GREED is the correct word, it is just those who claim they saw a Star Trek movie in which everyone had everything for free and it was the perfect utopian society.
You don't NEED, you just WANT and were taken in by the carnie sideshow barker that promised you what he can not supply!
Well, no more Wendy's for me! Never did have a Papa John's pizza, but have been a Wendy's customer for quite a while. Geez, the more fast food chains that cut back on their employees hours, the
healthier I'll eat. Win, win!
This guy is a jerk.
Just raise prices a dime or two.
This will lower welfare costs,otherwise the taxpayers pay.
In 2011 Papa John's net income was slightly over $55 million. Having to fork out $8 million to provide healthcare coverage for all of their employees would only leave them $47 million a year in profits, which would be devastating to the point that CEO John Schnatter might have to take a pay cut from his almost $3 million a year to $2 million a year...how in the world will he ever survive on that? He might even be forced to sell some of his stock in the company valued at almost $240 million.

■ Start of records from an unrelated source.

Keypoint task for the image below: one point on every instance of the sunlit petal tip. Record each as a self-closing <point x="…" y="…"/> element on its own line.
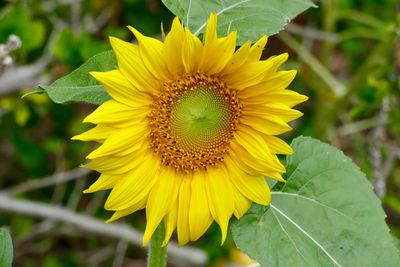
<point x="114" y="41"/>
<point x="87" y="191"/>
<point x="176" y="22"/>
<point x="137" y="34"/>
<point x="261" y="42"/>
<point x="280" y="59"/>
<point x="112" y="219"/>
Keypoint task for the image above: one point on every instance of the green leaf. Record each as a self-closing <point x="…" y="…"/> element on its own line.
<point x="79" y="85"/>
<point x="325" y="215"/>
<point x="6" y="249"/>
<point x="250" y="18"/>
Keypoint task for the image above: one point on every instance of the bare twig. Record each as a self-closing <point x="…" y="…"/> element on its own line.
<point x="185" y="256"/>
<point x="58" y="178"/>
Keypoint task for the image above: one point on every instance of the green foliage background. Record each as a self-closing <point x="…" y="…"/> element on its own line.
<point x="349" y="44"/>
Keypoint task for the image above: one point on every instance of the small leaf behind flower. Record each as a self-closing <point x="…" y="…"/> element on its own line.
<point x="6" y="249"/>
<point x="250" y="18"/>
<point x="79" y="85"/>
<point x="325" y="215"/>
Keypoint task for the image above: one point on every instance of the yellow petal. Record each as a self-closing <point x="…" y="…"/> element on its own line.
<point x="252" y="142"/>
<point x="272" y="82"/>
<point x="173" y="48"/>
<point x="217" y="54"/>
<point x="199" y="212"/>
<point x="249" y="164"/>
<point x="276" y="145"/>
<point x="102" y="183"/>
<point x="242" y="204"/>
<point x="121" y="89"/>
<point x="253" y="187"/>
<point x="132" y="66"/>
<point x="192" y="51"/>
<point x="211" y="30"/>
<point x="151" y="52"/>
<point x="286" y="97"/>
<point x="257" y="49"/>
<point x="135" y="185"/>
<point x="161" y="198"/>
<point x="170" y="222"/>
<point x="252" y="74"/>
<point x="141" y="204"/>
<point x="272" y="109"/>
<point x="270" y="125"/>
<point x="113" y="165"/>
<point x="238" y="58"/>
<point x="98" y="134"/>
<point x="122" y="142"/>
<point x="183" y="212"/>
<point x="116" y="115"/>
<point x="278" y="60"/>
<point x="220" y="197"/>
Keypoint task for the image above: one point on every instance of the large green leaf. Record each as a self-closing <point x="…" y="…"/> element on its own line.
<point x="79" y="85"/>
<point x="6" y="249"/>
<point x="325" y="215"/>
<point x="250" y="18"/>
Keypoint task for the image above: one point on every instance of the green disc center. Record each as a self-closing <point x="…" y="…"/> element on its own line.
<point x="200" y="119"/>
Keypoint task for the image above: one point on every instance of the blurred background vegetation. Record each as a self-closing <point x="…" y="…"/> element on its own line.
<point x="347" y="53"/>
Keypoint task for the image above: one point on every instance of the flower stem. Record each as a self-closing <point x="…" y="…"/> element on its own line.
<point x="157" y="254"/>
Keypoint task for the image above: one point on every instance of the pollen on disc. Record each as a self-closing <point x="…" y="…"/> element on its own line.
<point x="192" y="121"/>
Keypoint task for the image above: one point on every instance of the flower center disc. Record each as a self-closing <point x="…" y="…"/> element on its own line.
<point x="193" y="121"/>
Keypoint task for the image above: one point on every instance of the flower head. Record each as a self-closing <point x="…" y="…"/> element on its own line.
<point x="189" y="133"/>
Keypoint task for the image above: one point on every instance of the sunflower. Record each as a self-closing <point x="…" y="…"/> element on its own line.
<point x="189" y="132"/>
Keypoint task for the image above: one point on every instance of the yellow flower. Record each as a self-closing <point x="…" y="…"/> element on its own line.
<point x="189" y="133"/>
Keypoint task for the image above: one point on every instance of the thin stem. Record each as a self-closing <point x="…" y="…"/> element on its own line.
<point x="157" y="255"/>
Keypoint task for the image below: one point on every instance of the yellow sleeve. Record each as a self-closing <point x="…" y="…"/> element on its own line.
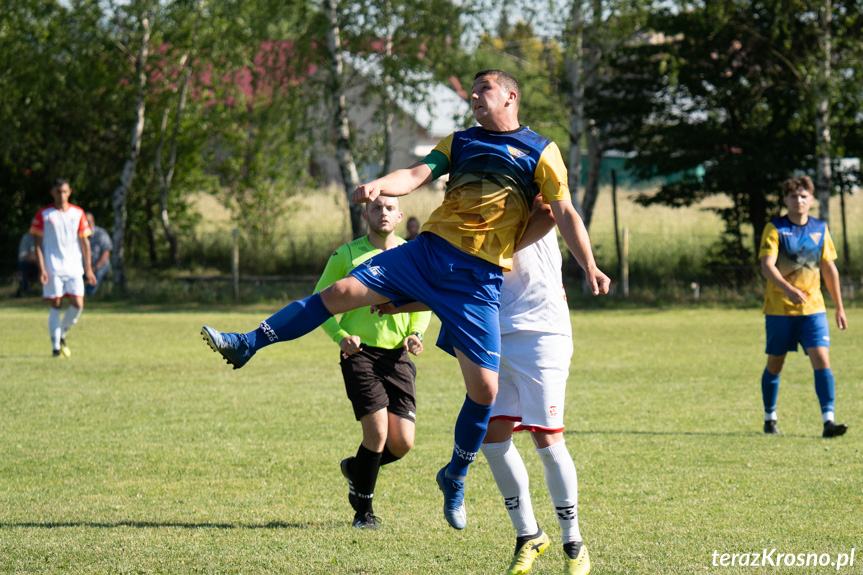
<point x="828" y="254"/>
<point x="769" y="241"/>
<point x="551" y="175"/>
<point x="445" y="146"/>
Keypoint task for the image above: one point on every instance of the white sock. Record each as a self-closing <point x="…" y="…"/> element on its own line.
<point x="54" y="328"/>
<point x="562" y="482"/>
<point x="510" y="474"/>
<point x="70" y="318"/>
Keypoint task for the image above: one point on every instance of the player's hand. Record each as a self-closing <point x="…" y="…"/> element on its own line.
<point x="366" y="193"/>
<point x="387" y="308"/>
<point x="599" y="282"/>
<point x="413" y="344"/>
<point x="350" y="345"/>
<point x="841" y="321"/>
<point x="795" y="296"/>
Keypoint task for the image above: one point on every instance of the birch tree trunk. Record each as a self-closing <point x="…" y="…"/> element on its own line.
<point x="575" y="99"/>
<point x="344" y="153"/>
<point x="118" y="198"/>
<point x="165" y="178"/>
<point x="824" y="176"/>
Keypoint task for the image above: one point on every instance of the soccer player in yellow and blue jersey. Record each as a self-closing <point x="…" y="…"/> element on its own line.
<point x="456" y="264"/>
<point x="796" y="251"/>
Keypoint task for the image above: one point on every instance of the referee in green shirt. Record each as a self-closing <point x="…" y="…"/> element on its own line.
<point x="379" y="375"/>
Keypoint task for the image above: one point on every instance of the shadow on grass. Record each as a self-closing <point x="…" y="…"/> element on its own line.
<point x="160" y="525"/>
<point x="684" y="433"/>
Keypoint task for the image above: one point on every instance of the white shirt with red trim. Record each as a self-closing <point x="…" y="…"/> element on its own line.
<point x="532" y="297"/>
<point x="60" y="231"/>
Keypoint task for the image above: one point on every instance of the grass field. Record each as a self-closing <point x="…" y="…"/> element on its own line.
<point x="144" y="453"/>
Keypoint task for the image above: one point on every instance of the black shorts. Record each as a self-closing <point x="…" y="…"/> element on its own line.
<point x="378" y="378"/>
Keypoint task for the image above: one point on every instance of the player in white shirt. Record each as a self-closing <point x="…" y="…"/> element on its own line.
<point x="63" y="254"/>
<point x="536" y="348"/>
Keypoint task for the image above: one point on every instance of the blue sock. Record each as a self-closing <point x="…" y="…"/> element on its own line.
<point x="292" y="321"/>
<point x="825" y="388"/>
<point x="769" y="390"/>
<point x="470" y="428"/>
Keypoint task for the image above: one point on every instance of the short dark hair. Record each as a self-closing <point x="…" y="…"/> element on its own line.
<point x="505" y="79"/>
<point x="791" y="186"/>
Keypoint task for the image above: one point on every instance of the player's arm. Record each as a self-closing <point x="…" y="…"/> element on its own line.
<point x="419" y="321"/>
<point x="395" y="184"/>
<point x="103" y="259"/>
<point x="540" y="223"/>
<point x="831" y="280"/>
<point x="575" y="235"/>
<point x="84" y="241"/>
<point x="389" y="308"/>
<point x="771" y="272"/>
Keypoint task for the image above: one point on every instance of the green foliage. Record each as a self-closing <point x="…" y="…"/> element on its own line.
<point x="63" y="110"/>
<point x="738" y="100"/>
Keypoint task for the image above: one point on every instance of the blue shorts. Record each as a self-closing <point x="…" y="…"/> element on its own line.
<point x="463" y="291"/>
<point x="784" y="332"/>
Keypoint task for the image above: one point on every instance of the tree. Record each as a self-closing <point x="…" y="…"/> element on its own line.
<point x="344" y="151"/>
<point x="118" y="198"/>
<point x="736" y="103"/>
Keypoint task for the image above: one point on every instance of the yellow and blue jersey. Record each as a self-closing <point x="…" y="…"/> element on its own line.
<point x="493" y="180"/>
<point x="799" y="251"/>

Dang, just with his stock alone he could cover every Papa John's employee for 30 years.
Folks, all of their rhetoric stems from greed, not job creation. I hear it from a CEO that I sit next to in the boardroom. They want to keep excessive profits and let average Americans foot the bill for uninsured hospital visits in the form of higher taxes and increased medical expenses for all. If we allow employers to not cover their employees, that is basically a bailout for them. Think about it.